Institute of Software Technology and Interactive Systems, Vienna University of Technology, Interactive Media Systems Group, Favoritenstrasse 9-11/188/2, A-1040 Vienna, Austria.
IEEE Trans Pattern Anal Mach Intell. 2013 Feb;35(2):504-11. doi: 10.1109/TPAMI.2012.156.
Many computer vision tasks can be formulated as labeling problems. The desired solution is often a spatially smooth labeling where label transitions are aligned with color edges of the input image. We show that such solutions can be efficiently achieved by smoothing the label costs with a very fast edge-preserving filter. In this paper, we propose a generic and simple framework comprising three steps: 1) constructing a cost volume, 2) fast cost volume filtering, and 3) Winner-Takes-All label selection. Our main contribution is to show that with such a simple framework state-of-the-art results can be achieved for several computer vision applications. In particular, we achieve 1) disparity maps in real time whose quality exceeds those of all other fast (local) approaches on the Middlebury stereo benchmark, and 2) optical flow fields which contain very fine structures as well as large displacements. To demonstrate robustness, the few parameters of our framework are set to nearly identical values for both applications.

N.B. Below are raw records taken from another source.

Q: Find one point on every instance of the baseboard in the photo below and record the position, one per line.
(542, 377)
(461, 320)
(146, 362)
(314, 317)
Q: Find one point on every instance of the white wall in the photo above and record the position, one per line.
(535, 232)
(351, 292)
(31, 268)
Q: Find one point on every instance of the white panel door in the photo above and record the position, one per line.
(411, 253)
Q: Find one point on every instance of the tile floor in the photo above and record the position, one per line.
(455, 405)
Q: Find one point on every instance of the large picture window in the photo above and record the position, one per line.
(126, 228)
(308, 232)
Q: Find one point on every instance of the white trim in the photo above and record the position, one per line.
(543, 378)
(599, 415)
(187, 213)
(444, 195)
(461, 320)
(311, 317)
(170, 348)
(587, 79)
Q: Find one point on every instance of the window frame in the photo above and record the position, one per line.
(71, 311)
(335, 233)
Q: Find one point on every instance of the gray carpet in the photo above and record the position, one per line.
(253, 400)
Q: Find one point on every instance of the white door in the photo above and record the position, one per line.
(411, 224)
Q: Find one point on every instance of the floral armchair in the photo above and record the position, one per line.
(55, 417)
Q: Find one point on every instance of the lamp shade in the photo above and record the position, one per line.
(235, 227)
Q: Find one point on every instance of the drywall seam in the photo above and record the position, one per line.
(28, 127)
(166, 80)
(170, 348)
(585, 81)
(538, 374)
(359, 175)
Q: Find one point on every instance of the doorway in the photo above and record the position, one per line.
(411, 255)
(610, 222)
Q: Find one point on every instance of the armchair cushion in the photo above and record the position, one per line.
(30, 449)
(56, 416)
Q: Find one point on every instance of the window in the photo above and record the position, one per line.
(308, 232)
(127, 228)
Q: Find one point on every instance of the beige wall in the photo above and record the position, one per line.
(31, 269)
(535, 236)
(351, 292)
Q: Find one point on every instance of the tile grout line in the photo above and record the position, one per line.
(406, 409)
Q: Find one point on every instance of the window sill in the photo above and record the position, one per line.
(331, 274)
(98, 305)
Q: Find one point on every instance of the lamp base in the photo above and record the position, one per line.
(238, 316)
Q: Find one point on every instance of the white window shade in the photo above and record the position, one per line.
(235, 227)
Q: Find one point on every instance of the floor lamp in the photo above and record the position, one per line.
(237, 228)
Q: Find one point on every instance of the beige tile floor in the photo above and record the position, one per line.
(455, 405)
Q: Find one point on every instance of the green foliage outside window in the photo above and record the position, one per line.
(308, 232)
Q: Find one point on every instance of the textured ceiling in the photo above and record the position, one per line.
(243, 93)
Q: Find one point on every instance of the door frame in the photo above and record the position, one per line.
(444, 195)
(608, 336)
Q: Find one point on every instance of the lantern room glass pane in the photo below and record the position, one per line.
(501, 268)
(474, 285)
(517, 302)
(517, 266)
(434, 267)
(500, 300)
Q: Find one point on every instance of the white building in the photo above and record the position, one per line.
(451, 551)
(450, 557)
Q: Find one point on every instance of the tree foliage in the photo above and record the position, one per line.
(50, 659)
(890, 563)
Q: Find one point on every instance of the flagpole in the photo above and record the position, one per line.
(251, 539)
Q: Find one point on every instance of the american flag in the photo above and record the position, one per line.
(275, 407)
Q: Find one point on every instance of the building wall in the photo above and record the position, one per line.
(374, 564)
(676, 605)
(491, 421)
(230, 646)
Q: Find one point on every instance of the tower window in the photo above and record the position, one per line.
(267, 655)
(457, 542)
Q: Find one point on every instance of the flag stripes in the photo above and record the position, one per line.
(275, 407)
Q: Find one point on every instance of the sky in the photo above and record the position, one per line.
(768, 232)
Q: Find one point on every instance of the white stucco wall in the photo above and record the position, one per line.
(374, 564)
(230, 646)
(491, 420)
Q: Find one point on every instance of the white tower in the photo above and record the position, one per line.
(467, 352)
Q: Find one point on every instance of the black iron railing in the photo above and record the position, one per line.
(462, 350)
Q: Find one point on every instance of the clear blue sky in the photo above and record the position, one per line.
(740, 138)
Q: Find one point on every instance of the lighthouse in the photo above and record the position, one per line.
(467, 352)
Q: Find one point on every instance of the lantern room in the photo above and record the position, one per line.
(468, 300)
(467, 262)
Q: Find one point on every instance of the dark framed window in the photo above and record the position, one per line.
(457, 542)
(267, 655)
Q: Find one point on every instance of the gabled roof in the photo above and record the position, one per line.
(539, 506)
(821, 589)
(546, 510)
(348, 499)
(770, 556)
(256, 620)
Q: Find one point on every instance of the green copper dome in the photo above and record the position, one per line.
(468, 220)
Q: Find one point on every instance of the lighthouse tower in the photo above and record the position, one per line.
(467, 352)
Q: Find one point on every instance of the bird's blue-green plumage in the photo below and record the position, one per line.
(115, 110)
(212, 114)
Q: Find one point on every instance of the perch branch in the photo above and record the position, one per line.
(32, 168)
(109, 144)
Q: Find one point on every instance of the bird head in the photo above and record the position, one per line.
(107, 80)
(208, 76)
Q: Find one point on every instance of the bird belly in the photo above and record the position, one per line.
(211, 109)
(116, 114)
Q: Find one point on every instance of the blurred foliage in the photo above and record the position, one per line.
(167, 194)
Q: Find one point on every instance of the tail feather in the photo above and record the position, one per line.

Also, competitive results for interactive image segmentation are presented. With this work, we hope to inspire other researchers to leverage this framework to other application areas.
许多计算机视觉任务都可以被表述为标记问题。期望的解决方案通常是空间平滑的标记,其中标签转换与输入图像的颜色边缘对齐。我们表明,通过使用非常快速的保持边缘滤波器平滑标签成本,可以有效地实现这样的解决方案。在本文中,我们提出了一个通用且简单的框架,包括三个步骤:1)构建成本体积,2)快速成本体积滤波,3)胜者全拿标签选择。我们的主要贡献是表明,通过这样一个简单的框架,可以为几个计算机视觉应用实现最先进的结果。具体来说,我们实现了 1)实时视差图,其质量超过了 Middlebury 立体基准测试中所有其他快速(局部)方法的质量,2)光流场,其中包含非常精细的结构以及大位移。为了证明鲁棒性,我们将框架的几个参数设置为两个应用程序的几乎相同的值。此外,还提出了用于交互式图像分割的竞争结果。通过这项工作,我们希望鼓励其他研究人员将这个框架应用于其他应用领域。